相当于是对每个数据块应用三次DES算法。

3个独立密钥的3DES的密钥安全性为168位,但由于中途相遇攻击【知道明文和密文】,它的有效安全性仅为112位。

加密

密文 = Ek3(Dk2(Ek1(明文)))

不是Ek3(Ek2(Ek1(明文))),是为允许3DES用户通过重复密钥来解密由旧的单个DES用户加密的数据。

即重复秘钥时,3DES降级为DES。

解密

明文 = Dk3(Ek2(Dk1(密文)))

常见出题思路

普通题目:CBC模式攻击、Feistel结构的简单攻击方法。

困难题目:需计算差分、积分、代数、MITM等。

ECB模式

相同的明文分组会被转换为相同的密文分组,一组16个字节,当最后一个明文分组的内容小于分组长度时,需要用一些特定的数据进行填充。

我们可以将其理解为是一个巨大的明文分组→密文分组的对应表,因此ECB模式也称为电子密码本模式。

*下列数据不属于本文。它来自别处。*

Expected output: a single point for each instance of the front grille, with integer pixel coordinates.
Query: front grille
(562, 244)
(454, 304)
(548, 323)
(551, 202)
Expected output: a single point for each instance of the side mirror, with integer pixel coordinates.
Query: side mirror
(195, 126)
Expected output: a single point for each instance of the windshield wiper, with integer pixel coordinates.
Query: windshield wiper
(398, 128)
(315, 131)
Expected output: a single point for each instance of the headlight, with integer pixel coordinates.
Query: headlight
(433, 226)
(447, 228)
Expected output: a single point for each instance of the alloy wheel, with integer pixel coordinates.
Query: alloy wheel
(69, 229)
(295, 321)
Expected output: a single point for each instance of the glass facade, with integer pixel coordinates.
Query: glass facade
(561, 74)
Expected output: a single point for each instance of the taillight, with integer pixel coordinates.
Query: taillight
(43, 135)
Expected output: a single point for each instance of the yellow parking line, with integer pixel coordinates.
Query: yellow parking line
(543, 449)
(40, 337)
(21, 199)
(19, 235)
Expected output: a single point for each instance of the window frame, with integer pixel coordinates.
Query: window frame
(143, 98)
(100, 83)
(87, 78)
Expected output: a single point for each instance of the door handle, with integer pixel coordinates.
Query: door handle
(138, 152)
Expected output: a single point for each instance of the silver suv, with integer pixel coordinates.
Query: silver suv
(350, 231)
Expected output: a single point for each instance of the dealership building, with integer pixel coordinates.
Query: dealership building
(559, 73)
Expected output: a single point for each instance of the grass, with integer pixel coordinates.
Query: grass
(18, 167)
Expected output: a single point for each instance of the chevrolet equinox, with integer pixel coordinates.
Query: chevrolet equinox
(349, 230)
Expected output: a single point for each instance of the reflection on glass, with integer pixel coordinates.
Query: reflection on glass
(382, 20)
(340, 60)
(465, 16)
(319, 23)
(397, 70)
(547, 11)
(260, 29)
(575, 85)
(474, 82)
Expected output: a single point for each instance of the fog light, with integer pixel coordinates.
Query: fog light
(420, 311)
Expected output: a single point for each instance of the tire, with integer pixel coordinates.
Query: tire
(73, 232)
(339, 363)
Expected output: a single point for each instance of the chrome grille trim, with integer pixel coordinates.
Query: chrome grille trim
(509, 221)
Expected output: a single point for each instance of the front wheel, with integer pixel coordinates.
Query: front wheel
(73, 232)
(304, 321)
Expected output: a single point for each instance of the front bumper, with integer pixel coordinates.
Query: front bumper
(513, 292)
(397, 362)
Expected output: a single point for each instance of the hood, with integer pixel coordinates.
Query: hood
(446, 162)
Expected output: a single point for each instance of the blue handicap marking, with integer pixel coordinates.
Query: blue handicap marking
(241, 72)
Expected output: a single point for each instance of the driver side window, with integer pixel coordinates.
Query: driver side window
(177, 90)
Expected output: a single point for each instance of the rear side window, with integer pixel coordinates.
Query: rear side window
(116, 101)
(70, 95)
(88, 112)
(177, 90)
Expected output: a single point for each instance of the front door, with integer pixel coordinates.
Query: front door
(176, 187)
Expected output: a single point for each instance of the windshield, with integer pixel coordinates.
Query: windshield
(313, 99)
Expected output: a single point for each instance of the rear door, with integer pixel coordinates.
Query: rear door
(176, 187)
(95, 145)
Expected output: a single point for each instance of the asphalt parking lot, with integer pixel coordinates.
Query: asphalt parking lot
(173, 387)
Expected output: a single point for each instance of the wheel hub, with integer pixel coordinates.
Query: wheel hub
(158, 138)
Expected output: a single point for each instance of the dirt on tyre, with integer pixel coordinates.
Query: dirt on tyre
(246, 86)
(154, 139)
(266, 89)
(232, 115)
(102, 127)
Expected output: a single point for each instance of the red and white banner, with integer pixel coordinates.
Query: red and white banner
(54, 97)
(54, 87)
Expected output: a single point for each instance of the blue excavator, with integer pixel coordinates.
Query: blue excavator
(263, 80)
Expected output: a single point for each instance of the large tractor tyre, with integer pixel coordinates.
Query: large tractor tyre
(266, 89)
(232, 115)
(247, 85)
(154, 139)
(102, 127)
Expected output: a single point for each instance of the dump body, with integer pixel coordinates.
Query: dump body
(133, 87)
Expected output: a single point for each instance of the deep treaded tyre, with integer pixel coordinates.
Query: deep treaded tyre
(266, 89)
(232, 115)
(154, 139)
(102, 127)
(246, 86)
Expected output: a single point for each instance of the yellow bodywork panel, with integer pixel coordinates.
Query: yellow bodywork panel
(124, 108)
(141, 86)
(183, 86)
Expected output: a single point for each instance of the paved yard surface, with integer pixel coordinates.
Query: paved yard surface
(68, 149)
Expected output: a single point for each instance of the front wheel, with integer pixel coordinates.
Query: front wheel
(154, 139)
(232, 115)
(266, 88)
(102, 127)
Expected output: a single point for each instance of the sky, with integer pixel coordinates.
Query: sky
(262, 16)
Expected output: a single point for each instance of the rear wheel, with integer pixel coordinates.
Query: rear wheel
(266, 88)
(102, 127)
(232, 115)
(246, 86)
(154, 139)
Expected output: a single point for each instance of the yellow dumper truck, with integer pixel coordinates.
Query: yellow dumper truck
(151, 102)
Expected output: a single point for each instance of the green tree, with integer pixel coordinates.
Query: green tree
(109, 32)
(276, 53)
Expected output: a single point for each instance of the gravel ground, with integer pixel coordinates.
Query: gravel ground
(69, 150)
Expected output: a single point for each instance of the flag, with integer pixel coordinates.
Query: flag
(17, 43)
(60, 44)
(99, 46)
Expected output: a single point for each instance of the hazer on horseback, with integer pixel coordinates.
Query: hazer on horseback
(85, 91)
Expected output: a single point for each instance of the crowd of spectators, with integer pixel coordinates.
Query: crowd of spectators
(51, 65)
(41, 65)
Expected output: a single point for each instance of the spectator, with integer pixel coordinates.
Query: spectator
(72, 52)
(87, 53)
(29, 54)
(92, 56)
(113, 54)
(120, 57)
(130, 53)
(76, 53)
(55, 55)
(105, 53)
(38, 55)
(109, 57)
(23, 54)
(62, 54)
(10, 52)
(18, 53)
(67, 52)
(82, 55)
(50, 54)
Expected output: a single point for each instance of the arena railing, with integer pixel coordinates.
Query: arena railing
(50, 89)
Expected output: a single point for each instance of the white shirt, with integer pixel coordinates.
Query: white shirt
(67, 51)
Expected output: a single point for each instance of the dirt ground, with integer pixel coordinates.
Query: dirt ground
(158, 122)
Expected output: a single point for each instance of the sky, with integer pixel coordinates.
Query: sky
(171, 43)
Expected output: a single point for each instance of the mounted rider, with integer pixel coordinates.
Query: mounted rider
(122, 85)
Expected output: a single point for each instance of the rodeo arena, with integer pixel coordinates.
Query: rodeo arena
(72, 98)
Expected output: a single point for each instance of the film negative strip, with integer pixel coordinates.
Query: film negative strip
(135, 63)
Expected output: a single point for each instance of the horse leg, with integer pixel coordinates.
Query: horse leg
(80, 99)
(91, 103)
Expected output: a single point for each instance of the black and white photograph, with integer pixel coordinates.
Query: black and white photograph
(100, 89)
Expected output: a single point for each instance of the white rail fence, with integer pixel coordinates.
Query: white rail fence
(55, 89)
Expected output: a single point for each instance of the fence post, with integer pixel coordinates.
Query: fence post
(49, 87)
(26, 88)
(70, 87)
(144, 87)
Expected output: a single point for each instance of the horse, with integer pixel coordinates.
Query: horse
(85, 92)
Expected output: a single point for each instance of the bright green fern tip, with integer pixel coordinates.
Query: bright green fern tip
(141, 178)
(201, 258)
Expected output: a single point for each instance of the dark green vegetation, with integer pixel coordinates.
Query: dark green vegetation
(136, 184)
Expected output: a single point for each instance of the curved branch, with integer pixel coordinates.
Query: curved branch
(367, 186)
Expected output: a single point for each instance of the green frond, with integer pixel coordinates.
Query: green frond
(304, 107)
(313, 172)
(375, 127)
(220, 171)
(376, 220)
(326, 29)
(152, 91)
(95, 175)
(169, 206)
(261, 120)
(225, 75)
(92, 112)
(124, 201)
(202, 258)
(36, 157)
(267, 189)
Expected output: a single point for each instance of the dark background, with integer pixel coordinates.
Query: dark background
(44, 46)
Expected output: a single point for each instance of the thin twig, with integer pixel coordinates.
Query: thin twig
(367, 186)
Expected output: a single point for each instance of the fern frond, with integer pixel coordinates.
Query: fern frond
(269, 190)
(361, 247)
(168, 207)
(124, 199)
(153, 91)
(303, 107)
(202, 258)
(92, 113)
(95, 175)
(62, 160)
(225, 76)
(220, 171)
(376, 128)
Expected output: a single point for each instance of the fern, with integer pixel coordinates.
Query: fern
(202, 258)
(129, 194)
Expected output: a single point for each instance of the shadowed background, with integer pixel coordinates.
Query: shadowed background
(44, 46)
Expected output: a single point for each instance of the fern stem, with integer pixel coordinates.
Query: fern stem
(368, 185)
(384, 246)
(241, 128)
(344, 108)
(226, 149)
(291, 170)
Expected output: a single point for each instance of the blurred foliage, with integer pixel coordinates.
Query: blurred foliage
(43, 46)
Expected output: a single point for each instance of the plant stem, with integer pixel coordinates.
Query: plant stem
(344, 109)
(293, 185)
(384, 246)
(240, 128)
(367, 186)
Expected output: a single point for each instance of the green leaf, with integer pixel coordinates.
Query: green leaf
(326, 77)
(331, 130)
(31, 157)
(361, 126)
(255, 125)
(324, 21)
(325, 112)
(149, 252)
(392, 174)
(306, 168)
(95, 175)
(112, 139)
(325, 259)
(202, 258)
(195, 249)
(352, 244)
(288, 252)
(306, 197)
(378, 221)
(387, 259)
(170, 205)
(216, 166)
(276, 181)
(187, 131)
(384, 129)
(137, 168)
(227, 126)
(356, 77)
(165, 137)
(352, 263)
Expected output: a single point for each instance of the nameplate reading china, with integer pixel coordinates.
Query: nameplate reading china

因此,如果明文中存在多个相同的明文分组,则这些明文分组最终都将被转换为相同的密文分组。这样一来,只要观察一下密文,就可以知道明文存在怎样的重复组合,并可以以此为线索来破译密码,因此ECB模式存在一定风险,且攻击者无需破译密码就能操纵明文【交换密文块来颠倒语意。

區塊加密法工作模式- 維基百科,自由的百科全書

CBC模式

CBC模式的加密方式为分组后,第一组和作为偏移量的随机字符串异或后被另一个作为秘钥的随机字符串加密,得到的密文用作下一组明文加密前的异或字符串操作,因此其优于ECB模式的一点是不会被交换密文的方式颠倒语意。

區塊加密法工作模式- 維基百科,自由的百科全書

CBC比特翻转攻击

已知明文攻击,可以通过修改密文,来使密文解密出来的特定位置的字符变成我们想要的字符,但会使得前序密文无意义。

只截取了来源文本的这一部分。